Narrated from the point of view of the household earthen pot (voice-overs bandh karo, please), the Mishra family quartet comprises the chuckle-through-adversities father (Jameel Khan), his wife (Geetanjali Kulkarni) who keeps blowing her fuse, and their two growing up sons - one hopelessly unemployed (Vaibhav Raj Gupta) and the younger one (Harsh Mayar) who can be quite a prankster. Mercy be, not a gangster).

Preceded by the Rishi Kapoor-Neetu Singh dramedy Do Dooni Char and the Sanjay Mishra showcase Ankhon Dekhi, both immensely likeable, Gullak may have quite a few similar elements (like kids demanding to buy a scooty). Yet it is an original, minutely observed chunk-of-life, which evokes smiles and tears as the family strives to keep their bond of affection intact in the time of rampant corruption and emotional disruption.

Frankly, the second installment is not as much of a bittersweet buffet or as technically contained as  its predecessor. The director duo Amit Raj Gupta  and Palash Vaswani have been reduced by the latter, solo. Incidentally, the family banter becomes a constantly inflated windbag, which is why the pace sags and the eye-rolling, foghorn of a padosan (Sunita Rajawar) coerces you to stuff your ears with cotton buds.

Never mind at all. The set décor is as real as it gets, many of the situations - particularly a distracting cricket match being telecast on a demanding day, and above all the ensemble performances by the Mishras, are perfectly calibrated.

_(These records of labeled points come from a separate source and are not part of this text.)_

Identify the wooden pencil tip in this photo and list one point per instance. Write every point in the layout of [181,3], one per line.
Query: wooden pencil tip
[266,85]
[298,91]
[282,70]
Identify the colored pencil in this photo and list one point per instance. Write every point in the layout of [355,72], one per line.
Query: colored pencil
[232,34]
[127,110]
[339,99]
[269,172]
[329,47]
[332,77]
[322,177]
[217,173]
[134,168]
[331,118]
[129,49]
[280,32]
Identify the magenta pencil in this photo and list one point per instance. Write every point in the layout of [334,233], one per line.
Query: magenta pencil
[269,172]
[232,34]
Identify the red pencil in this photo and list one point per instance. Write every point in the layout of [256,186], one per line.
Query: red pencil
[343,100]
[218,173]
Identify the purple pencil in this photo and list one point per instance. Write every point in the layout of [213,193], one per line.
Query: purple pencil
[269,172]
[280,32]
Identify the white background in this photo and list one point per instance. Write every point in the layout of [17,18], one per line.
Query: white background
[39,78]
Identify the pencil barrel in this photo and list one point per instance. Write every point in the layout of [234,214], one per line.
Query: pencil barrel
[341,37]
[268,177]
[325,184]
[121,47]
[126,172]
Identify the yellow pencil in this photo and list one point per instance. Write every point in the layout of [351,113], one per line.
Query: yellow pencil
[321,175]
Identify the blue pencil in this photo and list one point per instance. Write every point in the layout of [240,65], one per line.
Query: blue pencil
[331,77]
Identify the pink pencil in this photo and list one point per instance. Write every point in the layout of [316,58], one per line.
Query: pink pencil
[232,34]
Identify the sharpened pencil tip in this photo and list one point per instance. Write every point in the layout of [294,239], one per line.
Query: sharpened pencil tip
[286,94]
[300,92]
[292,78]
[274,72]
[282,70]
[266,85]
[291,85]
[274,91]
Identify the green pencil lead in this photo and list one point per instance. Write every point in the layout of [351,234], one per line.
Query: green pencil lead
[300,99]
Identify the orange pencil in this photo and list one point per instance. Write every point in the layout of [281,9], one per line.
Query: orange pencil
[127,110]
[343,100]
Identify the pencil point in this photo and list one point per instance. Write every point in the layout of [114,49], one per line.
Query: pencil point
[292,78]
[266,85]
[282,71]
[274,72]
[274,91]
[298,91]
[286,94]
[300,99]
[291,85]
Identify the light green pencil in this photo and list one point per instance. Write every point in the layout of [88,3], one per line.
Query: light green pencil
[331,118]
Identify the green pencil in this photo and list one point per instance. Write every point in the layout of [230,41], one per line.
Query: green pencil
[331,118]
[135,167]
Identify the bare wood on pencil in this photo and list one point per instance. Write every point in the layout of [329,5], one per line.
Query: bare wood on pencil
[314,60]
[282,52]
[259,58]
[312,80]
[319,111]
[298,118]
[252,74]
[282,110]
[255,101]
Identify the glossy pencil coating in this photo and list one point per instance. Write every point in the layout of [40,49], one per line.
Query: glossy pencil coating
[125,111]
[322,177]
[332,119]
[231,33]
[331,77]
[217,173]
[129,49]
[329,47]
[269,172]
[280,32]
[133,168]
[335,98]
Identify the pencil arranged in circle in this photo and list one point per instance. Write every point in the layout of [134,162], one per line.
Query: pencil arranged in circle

The show stoppers turn out to be the parents - Jameel Khan and Geetanjali Kulkarni who rarely strike an artificial note. Indeed Jameel Khan, who has been caught in quite a few sidebar roles (as in Gangs of Wasseypur, Goliyon ki Rasleela: Ram Leela) is brilliance personified. He has found his place in the Bollywood sun, at long last. It’s a pity that his howlarious act as a wacko NRI who conducts a tacky Indian Idol show in New Jersey in Loins of Punjab Presents (2007), directed by the late Manish Acharya, has never been justly estimated.

Take a bow, then Jameel sir and Geetanjali ma’am.

So guys what’re you waiting for? Make your day or evening with the madcap but always pragmatic Mishras. After all, it’s all about loving a dysfunctional family.


The Oscar nominations fever is on. And this take on a punk-metal drummer who loses his hearing had me gripped by the collar. It has snagged six nominations, including Best Picture, Best Screenplay and a nod for Best Actor to Riz Ahmed.

Directed by Darius Marder, here’s a movie that’s harrowing as well as life-affirming.

The 38-year-old Rizwan, British actor, musician and activist, practised drumming for six months and studied deafness. Will he win? Chances are iffy though, what with Gary Oldman as the uncompromising writer of Orson Welles’ classic Citizen Khan in the biopic Mank, is being cited as the hot favourite. Still who knows? Riz Ahmed could emerge as the surprise factor. Hope floats.